Toujours concernant les réactions, je ne l’ai pas dit mais dans le fuser de Farnsworth, les lycéens n’utilisent pas la fusion D-T car le tritium est radioactif, mais la fusion D-D. Moins efficace, mais moins dangereux et plus légal !
J’ai laissé sous entendre que « presque » tous les projets utilisaient D-T, il y a des exceptions ! Par exemple la startup Helion utilise une fusion Deuterium – Helium 3. Une autre spécificité de ce projet, c’est que contrairement aux installations classiques, l’électricité ne sera pas produite avec de la vapeur et des turbines comme on fait toujours, mais directement en utilisant les courants engendrés.
Concernant le temps de confinement, avant de m’intéresser de plus prêt au critère de Lawson, j’ai longtemps pensé que c’était une sorte de « temps de fonctionnement en continu ». Mais non, c’est vraiment un temps caractéristique de refroidissement qui n’a potentiellement rien à voir. Ainsi ITER a annoncé avoir maintenu son plasma en continu pendant 22 minutes, ça n’est pas le temps de confinement ! (Qui lui serait plutôt de l’ordre de la seconde).
Pour le critère de Lawson, j’ai escamoté ça dans mes calculs, mais il y a une subtilité. Dans le cas de la fusion DT, l’énergie produite est emportée à 20% par l’Helium et à 80% par le neutron (c’est la conservation du moment cinétique). Le neutron emporte de l’énergie qui sera extraite, mais l’helium se dilue dans le plasma et sert à le réchauffer. Et donc le « epsilon » à prendre est uniquement ces 20%.
Je n’ai pas évoqué non plus la version « avec la température » du critère de Lawson que je trouve un peu moins intéressante physiquement puisqu’on bosse à température à peu près imposée. Mais apparemment du point de vue de l’ingénierie c’est intéressant car en regardant le produit n*T*tau on regarde essentiellement le produit p*tau où p est la pression dans le plasma.
Sur le design de la bombe H (dit « Teller-Ulam » du nom de ses inventeurs qui ont commencé à y penser pendant le projet Manhattan), il y a pas mal de subtilités.

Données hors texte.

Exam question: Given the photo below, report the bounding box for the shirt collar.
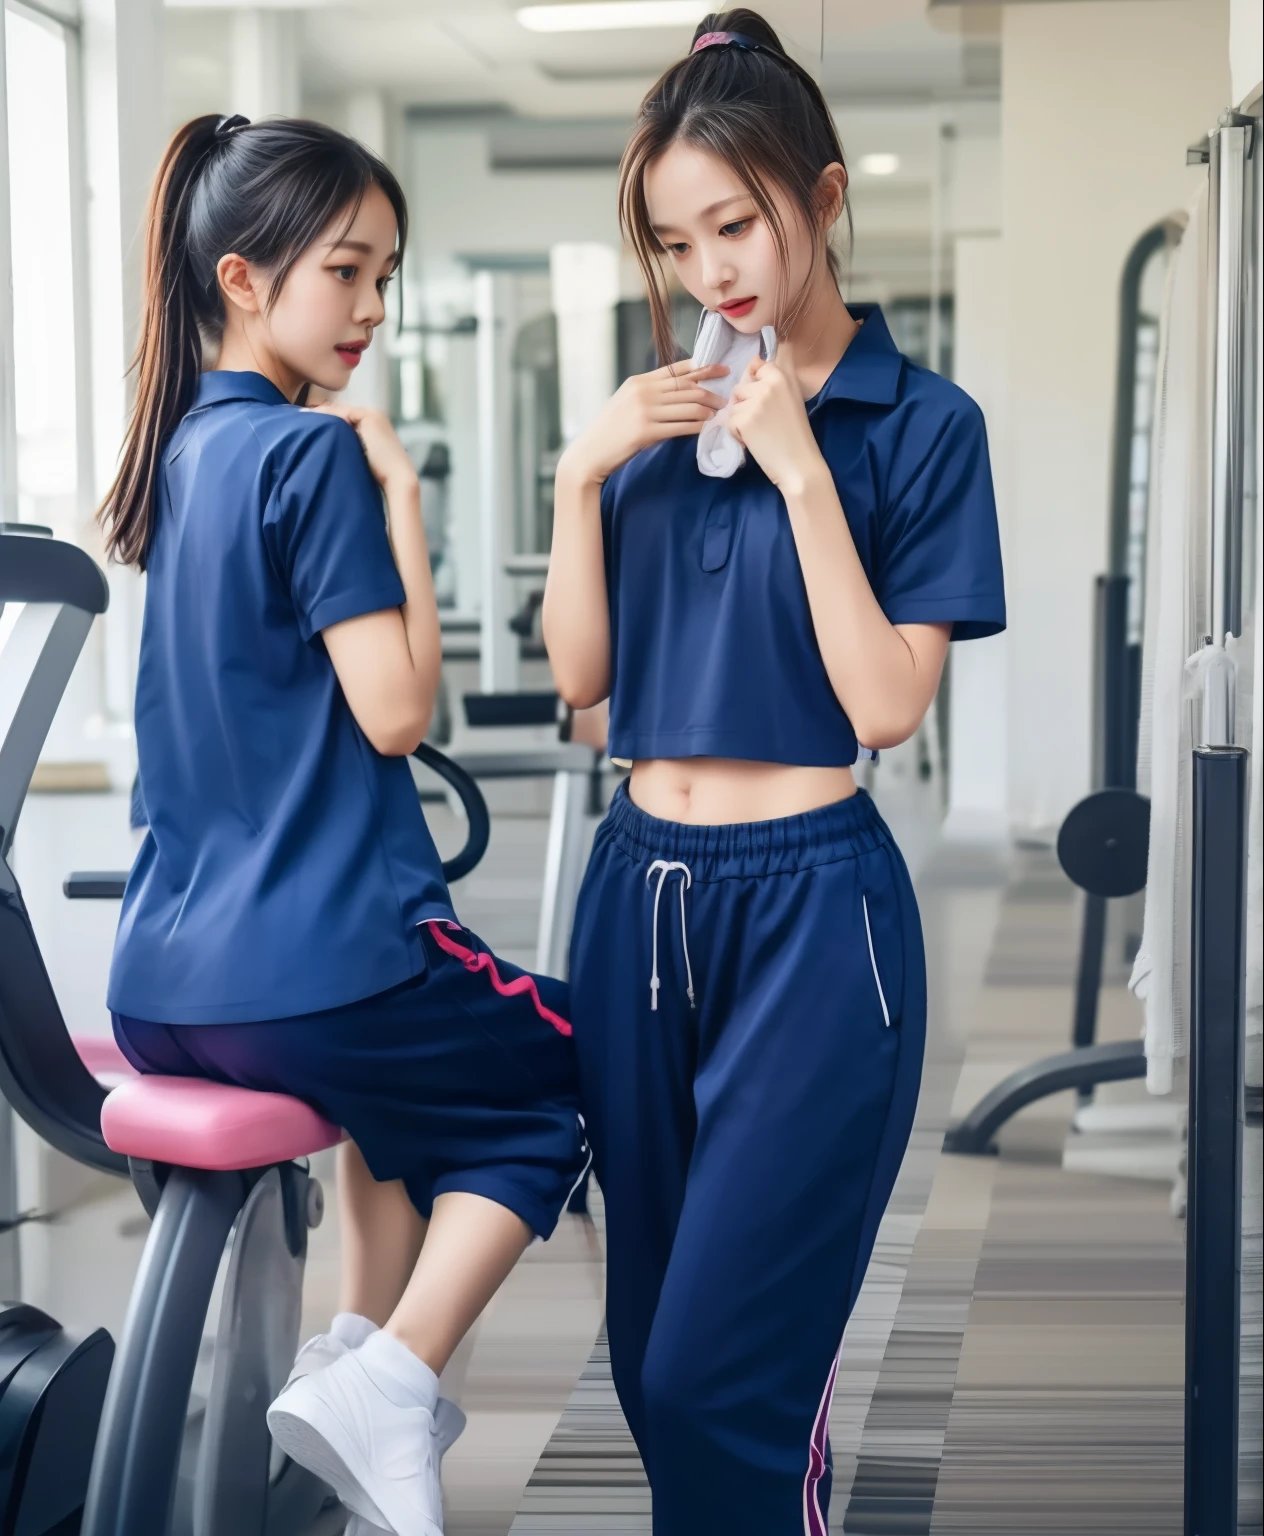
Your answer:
[192,370,291,410]
[806,304,904,411]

Par exemple dans le combustible de fusion on met un petit « briquet » de plutonium pour initier le flux de neutrons. Et concernant la fission secondaire, on ne fait pas toujours comme ça. Apparemment la fameuse Tsar Bomba (50 MT, la plus puissance jamais détonnée) utilisait une enveloppe en plomb plutôt qu’en U238, ce qui apparemment booste le rendement et réduit les retombées radioactives.
Enfin dernière précisions : j’ai dit que (heureusement) la fusion n’était pas une réaction en chaîne qui s’emballe dans les étoiles, il se trouve que ça arrive parfois, ça s’appelle une supernova, et il faudra un jour que j’en parle !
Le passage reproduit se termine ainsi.